なんでライブが1日しかないのに3日も北海道に滞在しているかと言うと、当初、母親が『ライブの翌日に札幌まで行くからランチでもしようぜ!』と言っていたので、ノートPCで出来る仕事を持ち込んで待っていたのですが、オフ会が入ったか何かで、完全放置されました。

_人人人_
> 母 <
 ̄Y^Y ̄

スカイマークの格安変更不可航空券で行ったので、北海道に用事がなくても、飛行機の出発まで帰れないのであった…。

朝起きると進行豹さんからメールが来ていました。

昨日お話した時に、私が子供の頃の記憶で『札幌は軒並み観光したので小樽に行きたいんですけど、交通費が結構高いですよね…』と言ってしまったのですが、実際はそうでもなかったらしく、わざわざ忙しい中、値段が安い事を教えてくれたのです。

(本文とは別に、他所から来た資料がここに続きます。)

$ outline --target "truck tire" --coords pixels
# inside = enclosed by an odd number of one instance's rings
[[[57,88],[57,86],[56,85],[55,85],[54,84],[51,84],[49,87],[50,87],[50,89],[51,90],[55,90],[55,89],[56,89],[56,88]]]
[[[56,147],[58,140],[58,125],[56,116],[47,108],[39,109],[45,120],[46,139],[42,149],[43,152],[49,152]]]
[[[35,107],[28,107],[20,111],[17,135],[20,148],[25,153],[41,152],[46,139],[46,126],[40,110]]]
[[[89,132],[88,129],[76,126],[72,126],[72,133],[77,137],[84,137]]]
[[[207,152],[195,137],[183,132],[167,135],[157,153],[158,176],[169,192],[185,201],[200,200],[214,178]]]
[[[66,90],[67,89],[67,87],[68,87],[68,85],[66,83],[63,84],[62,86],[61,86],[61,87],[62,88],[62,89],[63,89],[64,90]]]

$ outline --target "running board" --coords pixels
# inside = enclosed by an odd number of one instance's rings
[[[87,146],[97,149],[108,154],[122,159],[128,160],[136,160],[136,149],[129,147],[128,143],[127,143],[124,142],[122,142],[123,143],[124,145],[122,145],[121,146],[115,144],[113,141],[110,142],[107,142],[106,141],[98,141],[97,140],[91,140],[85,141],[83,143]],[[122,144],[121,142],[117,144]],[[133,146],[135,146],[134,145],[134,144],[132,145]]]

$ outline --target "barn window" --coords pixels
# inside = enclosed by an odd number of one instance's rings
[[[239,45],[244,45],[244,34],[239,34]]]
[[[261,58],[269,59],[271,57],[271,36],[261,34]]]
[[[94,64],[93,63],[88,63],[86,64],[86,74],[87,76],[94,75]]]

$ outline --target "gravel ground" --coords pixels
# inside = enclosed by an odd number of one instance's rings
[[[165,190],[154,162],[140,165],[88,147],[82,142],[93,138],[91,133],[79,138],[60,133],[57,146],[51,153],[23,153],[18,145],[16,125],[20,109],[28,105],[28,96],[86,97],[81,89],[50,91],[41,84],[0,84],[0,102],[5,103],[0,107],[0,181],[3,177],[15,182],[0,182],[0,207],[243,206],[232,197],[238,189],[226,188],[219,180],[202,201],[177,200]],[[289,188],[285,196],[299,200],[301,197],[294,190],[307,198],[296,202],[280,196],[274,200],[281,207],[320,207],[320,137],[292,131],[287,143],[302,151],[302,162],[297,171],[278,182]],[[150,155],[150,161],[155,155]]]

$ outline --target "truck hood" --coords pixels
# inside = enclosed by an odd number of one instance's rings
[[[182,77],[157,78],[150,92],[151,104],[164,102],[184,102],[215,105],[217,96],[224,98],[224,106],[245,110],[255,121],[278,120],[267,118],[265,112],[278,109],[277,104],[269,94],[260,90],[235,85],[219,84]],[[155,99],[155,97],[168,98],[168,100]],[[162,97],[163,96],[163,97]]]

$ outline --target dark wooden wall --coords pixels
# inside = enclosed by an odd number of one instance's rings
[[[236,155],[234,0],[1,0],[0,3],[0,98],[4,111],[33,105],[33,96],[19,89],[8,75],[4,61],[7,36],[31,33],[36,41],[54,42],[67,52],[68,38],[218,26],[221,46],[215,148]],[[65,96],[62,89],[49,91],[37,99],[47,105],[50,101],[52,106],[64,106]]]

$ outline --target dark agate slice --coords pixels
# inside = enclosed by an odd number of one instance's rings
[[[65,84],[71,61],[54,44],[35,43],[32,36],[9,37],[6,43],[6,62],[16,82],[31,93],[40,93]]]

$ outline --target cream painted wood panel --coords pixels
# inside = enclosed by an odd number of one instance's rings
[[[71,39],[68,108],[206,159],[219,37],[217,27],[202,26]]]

『小樽まで行ってもいいし、行かなくてもいいし、いずれにせよ素敵な1日をお過ごし下さい!』と、私に気を使わせないようにしてくれる進行豹さんのお人柄に感謝しつつ、小樽に行くか、考える私。

夏場だとレンタカーで廃墟まわりとかするんですけど、冬場だと、行動圏内も圧倒的に狭くなる北海道…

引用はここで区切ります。